In hashing we use the term bucket. It is used to denote a unique of storage that can stored 1 or more records.
Bucket is nothing but a disc block.
In hash file we use a hash function.
h(k) = k mod m for insertion of record
m is nothing but no.of record
n is nothing but value tobe inserted
If records are larger than the capacity of the block, the overflow of collision occur.
There are 3 methods to solve this collision.
Open addressing
Chaining
Multiple hashing
In Open addressing method, it will add new record to the next or previous record.
In chaining, we have to set pointer. Pointer is set to the record for storing new record.
In multiple hashing we have to use various hash functions like h(k) = k mod m
Index file organization
In this chapter we will introduce indexes which are specially designed for speed of the retrieval of record.
Single level ordered index
It is similar to the ordered index scheme of any kind of book. It has 3 types.
Primary index
Clustered index
Secondary index
1. Primary index
It is index whose seach key defines sequential order of file.

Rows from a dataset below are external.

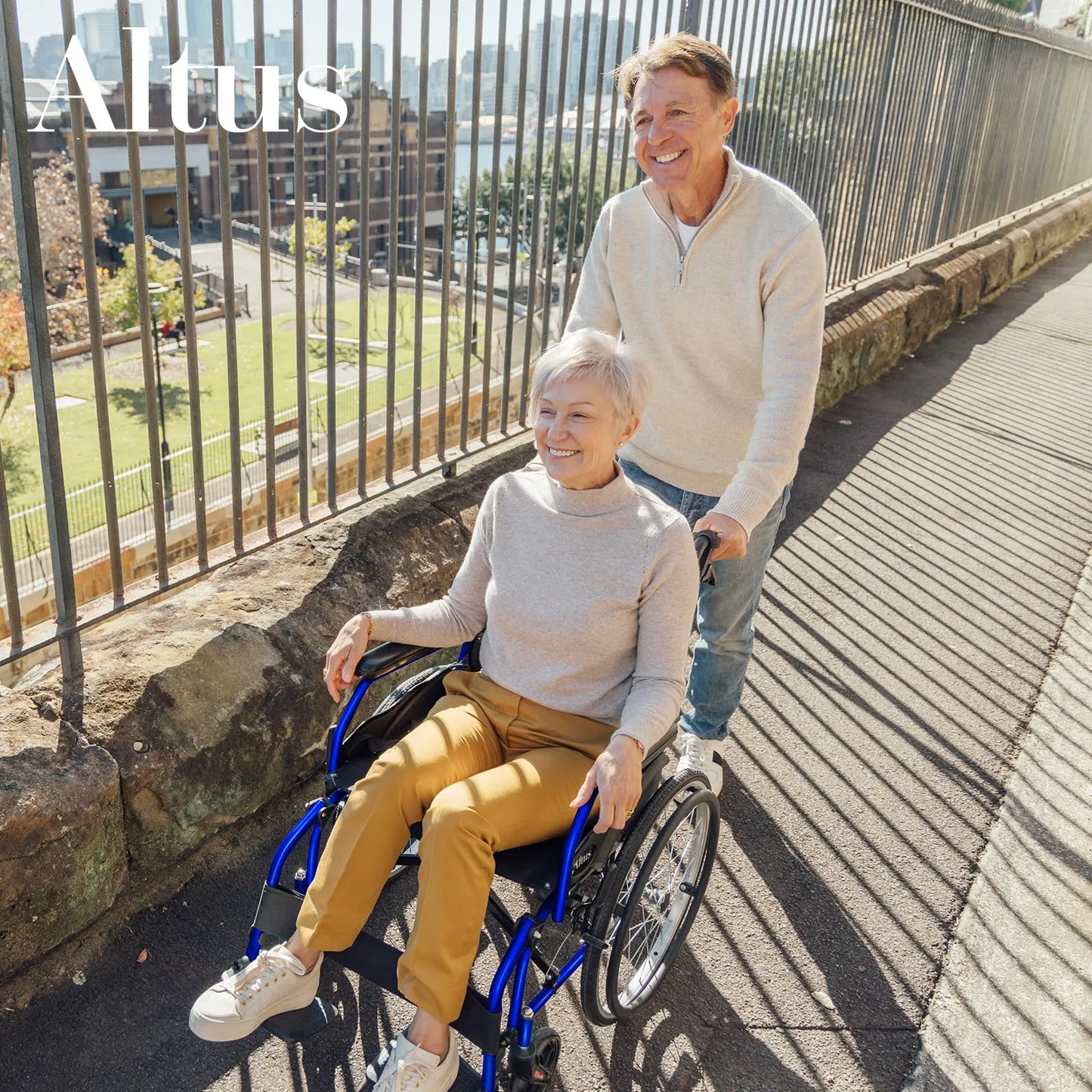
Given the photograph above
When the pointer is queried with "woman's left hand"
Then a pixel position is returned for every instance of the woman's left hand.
(617, 775)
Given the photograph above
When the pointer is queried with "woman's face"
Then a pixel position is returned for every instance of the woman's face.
(578, 432)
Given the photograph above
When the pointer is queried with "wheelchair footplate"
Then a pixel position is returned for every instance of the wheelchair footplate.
(299, 1025)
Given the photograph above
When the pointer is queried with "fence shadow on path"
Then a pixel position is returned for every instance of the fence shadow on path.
(938, 524)
(918, 584)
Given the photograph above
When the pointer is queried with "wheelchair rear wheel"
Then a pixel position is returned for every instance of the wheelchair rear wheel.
(651, 893)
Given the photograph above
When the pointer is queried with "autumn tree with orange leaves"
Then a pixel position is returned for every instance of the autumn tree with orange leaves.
(14, 353)
(58, 206)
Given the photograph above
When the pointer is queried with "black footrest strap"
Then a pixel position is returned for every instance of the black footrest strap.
(299, 1025)
(277, 910)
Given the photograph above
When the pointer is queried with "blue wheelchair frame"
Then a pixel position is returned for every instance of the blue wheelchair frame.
(517, 961)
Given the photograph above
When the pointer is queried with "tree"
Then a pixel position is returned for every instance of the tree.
(119, 299)
(58, 206)
(513, 214)
(14, 352)
(314, 253)
(69, 320)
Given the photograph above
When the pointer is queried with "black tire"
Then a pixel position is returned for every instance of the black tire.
(682, 809)
(540, 1067)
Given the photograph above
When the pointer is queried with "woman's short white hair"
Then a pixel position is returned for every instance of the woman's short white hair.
(592, 354)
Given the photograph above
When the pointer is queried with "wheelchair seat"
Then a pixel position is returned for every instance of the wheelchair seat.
(594, 883)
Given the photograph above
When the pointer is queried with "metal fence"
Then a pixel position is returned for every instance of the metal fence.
(905, 124)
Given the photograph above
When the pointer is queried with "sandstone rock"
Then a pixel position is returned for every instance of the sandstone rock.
(996, 265)
(63, 858)
(1023, 252)
(220, 707)
(959, 277)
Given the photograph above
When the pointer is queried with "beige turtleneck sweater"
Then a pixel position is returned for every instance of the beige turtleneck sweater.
(732, 328)
(586, 599)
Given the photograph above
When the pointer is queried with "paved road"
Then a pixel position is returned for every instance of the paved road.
(939, 524)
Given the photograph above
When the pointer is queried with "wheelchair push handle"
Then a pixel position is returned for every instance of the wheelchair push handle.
(704, 543)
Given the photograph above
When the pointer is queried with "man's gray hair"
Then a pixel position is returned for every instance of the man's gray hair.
(592, 354)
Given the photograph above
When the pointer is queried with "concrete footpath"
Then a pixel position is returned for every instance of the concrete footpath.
(897, 747)
(1013, 1006)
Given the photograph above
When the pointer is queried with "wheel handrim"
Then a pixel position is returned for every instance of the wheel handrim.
(662, 908)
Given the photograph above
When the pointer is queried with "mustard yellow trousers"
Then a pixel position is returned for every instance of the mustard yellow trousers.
(486, 771)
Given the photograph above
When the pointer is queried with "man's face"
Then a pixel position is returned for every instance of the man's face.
(679, 129)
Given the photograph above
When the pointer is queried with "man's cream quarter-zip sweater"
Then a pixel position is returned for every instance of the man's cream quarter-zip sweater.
(732, 330)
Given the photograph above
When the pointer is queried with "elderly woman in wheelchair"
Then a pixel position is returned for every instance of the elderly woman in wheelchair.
(583, 589)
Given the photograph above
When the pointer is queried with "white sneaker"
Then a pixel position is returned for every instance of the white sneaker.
(413, 1069)
(275, 982)
(699, 756)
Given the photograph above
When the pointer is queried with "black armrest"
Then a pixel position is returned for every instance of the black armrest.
(389, 657)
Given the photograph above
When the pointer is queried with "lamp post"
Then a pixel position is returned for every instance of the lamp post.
(155, 291)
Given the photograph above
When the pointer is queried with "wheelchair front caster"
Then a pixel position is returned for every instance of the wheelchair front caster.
(533, 1067)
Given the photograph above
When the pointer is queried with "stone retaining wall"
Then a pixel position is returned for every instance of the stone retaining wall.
(196, 711)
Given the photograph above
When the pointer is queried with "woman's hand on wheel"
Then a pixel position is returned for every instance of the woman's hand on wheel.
(345, 653)
(617, 775)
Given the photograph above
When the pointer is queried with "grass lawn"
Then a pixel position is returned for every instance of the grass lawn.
(125, 392)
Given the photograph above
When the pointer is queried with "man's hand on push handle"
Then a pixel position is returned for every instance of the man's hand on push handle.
(732, 535)
(345, 653)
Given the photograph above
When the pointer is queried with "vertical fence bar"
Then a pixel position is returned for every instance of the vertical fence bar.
(765, 80)
(614, 100)
(299, 240)
(265, 277)
(800, 132)
(470, 265)
(94, 316)
(365, 236)
(490, 272)
(537, 206)
(189, 311)
(571, 248)
(227, 255)
(394, 196)
(12, 608)
(29, 243)
(626, 127)
(331, 263)
(517, 228)
(690, 17)
(419, 252)
(874, 152)
(593, 181)
(897, 183)
(159, 464)
(549, 242)
(449, 243)
(746, 120)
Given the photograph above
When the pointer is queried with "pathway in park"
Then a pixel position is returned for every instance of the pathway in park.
(939, 527)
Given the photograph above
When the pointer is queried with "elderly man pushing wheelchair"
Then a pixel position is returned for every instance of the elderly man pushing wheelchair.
(713, 274)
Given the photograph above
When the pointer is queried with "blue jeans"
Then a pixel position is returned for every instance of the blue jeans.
(725, 611)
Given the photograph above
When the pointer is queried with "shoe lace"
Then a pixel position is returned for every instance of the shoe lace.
(398, 1079)
(694, 748)
(255, 976)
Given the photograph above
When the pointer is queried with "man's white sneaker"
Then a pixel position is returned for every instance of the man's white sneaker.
(699, 757)
(275, 982)
(412, 1069)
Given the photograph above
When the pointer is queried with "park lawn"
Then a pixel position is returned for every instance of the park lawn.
(125, 393)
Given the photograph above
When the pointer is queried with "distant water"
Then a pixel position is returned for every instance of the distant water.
(485, 157)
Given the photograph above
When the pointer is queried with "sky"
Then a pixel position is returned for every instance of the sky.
(43, 17)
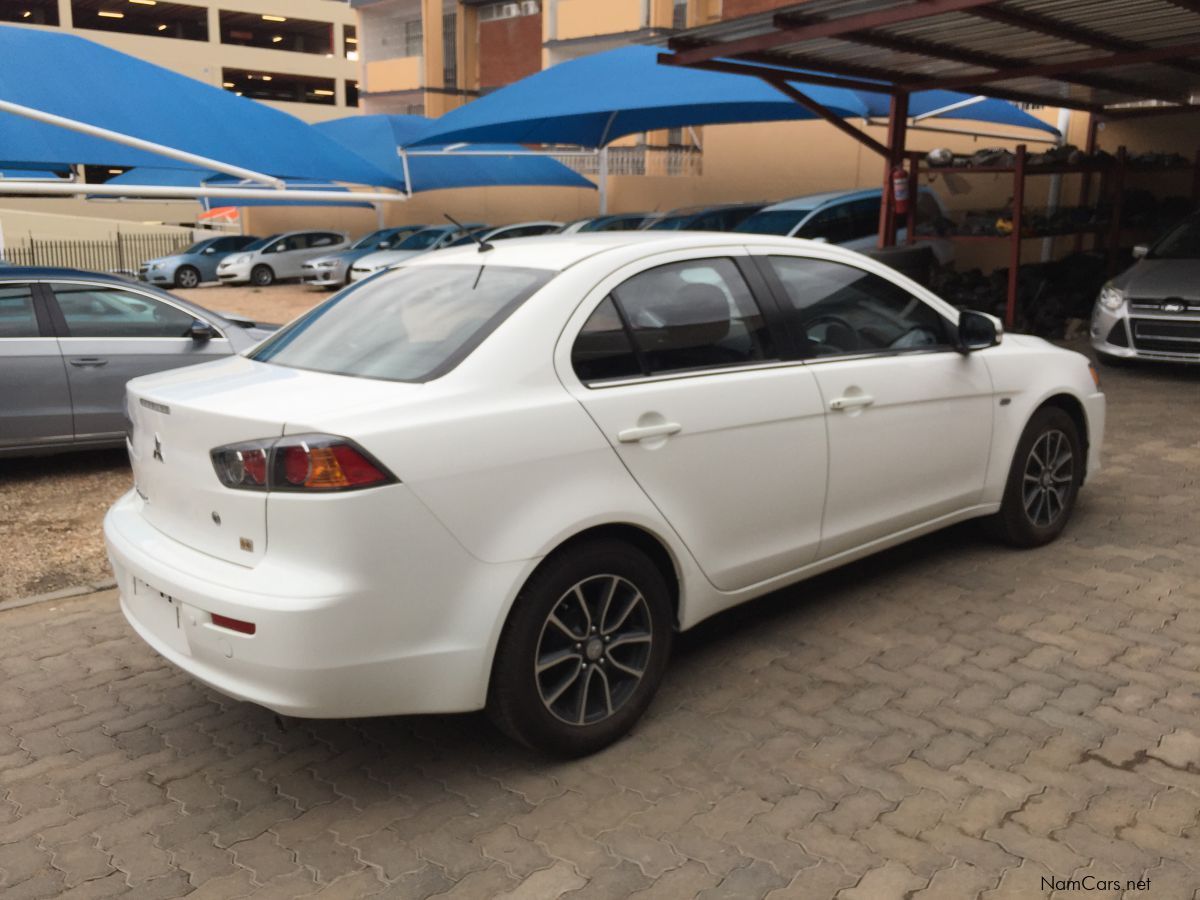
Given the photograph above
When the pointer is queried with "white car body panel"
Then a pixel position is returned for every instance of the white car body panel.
(391, 599)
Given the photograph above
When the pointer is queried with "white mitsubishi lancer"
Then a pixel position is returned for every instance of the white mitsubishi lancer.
(505, 477)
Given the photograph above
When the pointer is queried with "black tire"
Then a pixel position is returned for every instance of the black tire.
(1111, 361)
(1043, 480)
(187, 276)
(534, 708)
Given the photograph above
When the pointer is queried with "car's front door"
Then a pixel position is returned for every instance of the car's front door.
(909, 418)
(35, 400)
(678, 366)
(111, 335)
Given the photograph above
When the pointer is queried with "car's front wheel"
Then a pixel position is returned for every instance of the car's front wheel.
(187, 276)
(583, 651)
(1043, 480)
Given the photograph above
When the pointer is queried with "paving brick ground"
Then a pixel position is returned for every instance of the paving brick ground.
(951, 720)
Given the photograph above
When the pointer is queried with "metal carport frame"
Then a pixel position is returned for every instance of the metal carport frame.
(1114, 59)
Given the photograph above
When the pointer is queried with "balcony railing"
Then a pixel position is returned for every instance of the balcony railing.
(639, 161)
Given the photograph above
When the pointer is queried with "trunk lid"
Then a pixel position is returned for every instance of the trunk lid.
(178, 418)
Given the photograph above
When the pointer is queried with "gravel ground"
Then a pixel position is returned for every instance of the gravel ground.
(52, 507)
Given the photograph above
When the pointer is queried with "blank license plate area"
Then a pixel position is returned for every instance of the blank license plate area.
(160, 612)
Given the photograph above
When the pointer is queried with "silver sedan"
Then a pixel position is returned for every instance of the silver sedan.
(71, 340)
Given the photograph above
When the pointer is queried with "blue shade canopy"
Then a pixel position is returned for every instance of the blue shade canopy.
(150, 177)
(377, 138)
(79, 79)
(593, 100)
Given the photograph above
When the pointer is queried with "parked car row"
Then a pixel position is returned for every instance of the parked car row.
(328, 259)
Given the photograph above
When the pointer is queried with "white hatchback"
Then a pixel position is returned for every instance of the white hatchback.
(505, 478)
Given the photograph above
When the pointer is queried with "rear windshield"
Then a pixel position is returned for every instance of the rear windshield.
(780, 221)
(413, 324)
(262, 243)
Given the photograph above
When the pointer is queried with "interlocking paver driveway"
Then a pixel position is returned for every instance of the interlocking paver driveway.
(951, 720)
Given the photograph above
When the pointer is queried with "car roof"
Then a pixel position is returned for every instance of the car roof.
(29, 273)
(813, 201)
(558, 252)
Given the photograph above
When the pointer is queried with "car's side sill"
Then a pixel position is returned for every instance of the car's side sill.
(715, 601)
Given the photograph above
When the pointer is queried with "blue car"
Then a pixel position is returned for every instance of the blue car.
(192, 267)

Search key of Primary index is usually a primary key.
Primary index is an ordered file whose records are of fixed length having 2 fields.
i. Primary key
ii. Address pointer
It is the first field which having some data as the ordering key field.
It refers to the location of disc where actually data files stored.
Ex. <K(i) = Anand nagar, address of block(1)>
Ordered index
Dense index
Sparse index
Index which can take 1 index entry for every search key value such as dense index.